The foundational technology was pioneered by researchers in the lab of Jennifer Lewis, who is a Wyss Core Faculty member, the Hansjörg Wyss Professor of Biologically Inspired Engineering at SEAS, and a Principal Faculty member at the Harvard Stem Cell Institute (HSCI). Lewis’ lab has collaborated with several clinicians, including Ryuji Morizane, who is an assistant professor at Massachusetts General Hospital, an HSCI Affiliate Faculty member, and a Visiting Scholar at the Wyss, as well as Joseph Bonventre, an HSCI Executive Committee member at the Brigham.

“We’re very excited to bring the biofabrication and stem cell biology technologies developed in the Lewis and Morizane labs into what we are building at Trestle. The teams at Harvard, Wyss, and the Brigham have a renowned track record in translational innovation, and we’re thrilled with the opportunity to carry their work forward for patients’ benefit,” said Ben Shepherd, the CEO of Trestle.

“More than a dozen members of my lab contributed to the innovations in tissue engineering that have created this technology platform,” said Lewis. “Most recently, we developed a new biomanufacturing method, known as sacrificial writing in functional tissue (SWIFT), that enables the fabrication of vascularized kidney tissues. I’m pleased that Trestle has now launched to translate this robust technology to address the growing need for kidney tissues and organs.”

Supported in part by Harvard OTD’s Physical Sciences & Engineering Accelerator, and later by the Wyss Institute’s Organ Engineering Initiative, Lewis and her colleagues at the Wyss and SEAS made seminal contributions to the field of multi-material 3D bioprinting. Using their platform technology, Lewis and her collaborators have created 3D kidney-on-chip models for drug screening and disease modeling, which led to foundational technology for rapidly generating vascularized kidney tissue at scale for repair and regeneration.

Central to the success of this approach was a collaboration between the Lewis Lab and researchers at the Brigham.
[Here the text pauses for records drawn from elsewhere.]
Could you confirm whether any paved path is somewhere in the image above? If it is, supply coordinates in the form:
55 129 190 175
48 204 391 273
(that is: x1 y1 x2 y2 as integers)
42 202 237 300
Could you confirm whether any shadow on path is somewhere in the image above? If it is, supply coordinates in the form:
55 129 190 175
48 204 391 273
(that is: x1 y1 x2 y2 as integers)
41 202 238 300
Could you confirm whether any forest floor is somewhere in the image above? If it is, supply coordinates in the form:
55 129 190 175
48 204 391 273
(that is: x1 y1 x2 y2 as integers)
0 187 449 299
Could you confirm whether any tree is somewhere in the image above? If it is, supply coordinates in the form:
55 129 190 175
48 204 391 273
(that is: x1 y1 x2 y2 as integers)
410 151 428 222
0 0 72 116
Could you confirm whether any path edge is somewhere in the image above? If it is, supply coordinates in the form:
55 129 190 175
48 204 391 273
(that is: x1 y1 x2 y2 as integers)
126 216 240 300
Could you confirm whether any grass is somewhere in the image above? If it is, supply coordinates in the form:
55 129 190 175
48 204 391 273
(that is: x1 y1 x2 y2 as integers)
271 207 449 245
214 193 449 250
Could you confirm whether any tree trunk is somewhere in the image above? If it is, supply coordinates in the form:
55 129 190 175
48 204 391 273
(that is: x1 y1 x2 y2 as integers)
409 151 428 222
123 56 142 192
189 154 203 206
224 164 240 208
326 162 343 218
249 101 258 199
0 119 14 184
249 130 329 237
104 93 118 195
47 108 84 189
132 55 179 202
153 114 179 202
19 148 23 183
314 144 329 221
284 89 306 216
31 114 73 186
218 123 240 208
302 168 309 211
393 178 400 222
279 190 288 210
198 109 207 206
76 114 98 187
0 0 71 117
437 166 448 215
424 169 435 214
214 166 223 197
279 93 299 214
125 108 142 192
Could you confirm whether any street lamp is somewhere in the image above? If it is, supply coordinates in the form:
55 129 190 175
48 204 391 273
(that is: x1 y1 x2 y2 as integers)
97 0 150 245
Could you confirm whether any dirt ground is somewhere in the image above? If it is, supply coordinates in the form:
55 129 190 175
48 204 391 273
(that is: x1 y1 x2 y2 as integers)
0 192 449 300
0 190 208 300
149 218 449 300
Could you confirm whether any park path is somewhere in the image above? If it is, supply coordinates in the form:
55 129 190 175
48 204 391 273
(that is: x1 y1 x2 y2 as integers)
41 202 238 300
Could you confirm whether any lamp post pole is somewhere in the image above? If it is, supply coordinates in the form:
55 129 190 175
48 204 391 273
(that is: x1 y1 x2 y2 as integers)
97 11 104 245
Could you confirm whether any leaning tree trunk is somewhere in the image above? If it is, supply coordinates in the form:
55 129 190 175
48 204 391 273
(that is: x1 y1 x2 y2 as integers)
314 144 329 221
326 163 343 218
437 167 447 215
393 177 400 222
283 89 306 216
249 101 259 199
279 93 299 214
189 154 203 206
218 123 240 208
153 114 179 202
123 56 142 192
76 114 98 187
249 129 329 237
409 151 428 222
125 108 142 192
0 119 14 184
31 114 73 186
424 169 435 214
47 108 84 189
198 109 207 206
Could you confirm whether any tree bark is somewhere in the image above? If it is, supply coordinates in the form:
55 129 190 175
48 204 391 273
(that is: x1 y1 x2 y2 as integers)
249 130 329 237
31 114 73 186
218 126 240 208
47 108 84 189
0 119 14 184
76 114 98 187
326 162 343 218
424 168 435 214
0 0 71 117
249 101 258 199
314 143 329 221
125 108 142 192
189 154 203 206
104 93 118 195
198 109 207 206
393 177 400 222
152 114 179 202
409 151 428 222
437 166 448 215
Morizane, Bonventre, and other clinicians had developed a method for generating kidney organoids from human pluripotent stem cells in vitro. These tissue constructs contained large numbers of well-organized nephrons, but lacked a vascular network that could be perfused with blood. This deficiency was overcome by subjecting the organoids to the flow of fluids on bioengineered devices. In a collaborative effort published in the journal Nature Methods, the joint team succeeded in generating vascularized kidney organoids with enhanced nephron maturation in vitro.

“We were able to demonstrate for the first time a more advanced kidney architecture and functionality in human kidney organoids, which is important for creating tissue segments for use in drug testing and disease modeling and, ultimately, in vivo therapeutics,” said Morizane. Lewis and Morizane are members of Trestle Biotherapeutics’ scientific advisory board.

By combining these approaches with additional solutions for cell and tissue manufacturing, internal expertise in stem cell and kidney organoid biology, and the commercialization of 3D bioprinted human tissues, the team at Trestle will work towards its goal of creating a bioengineered kidney tissue that can fully perform vital kidney functions.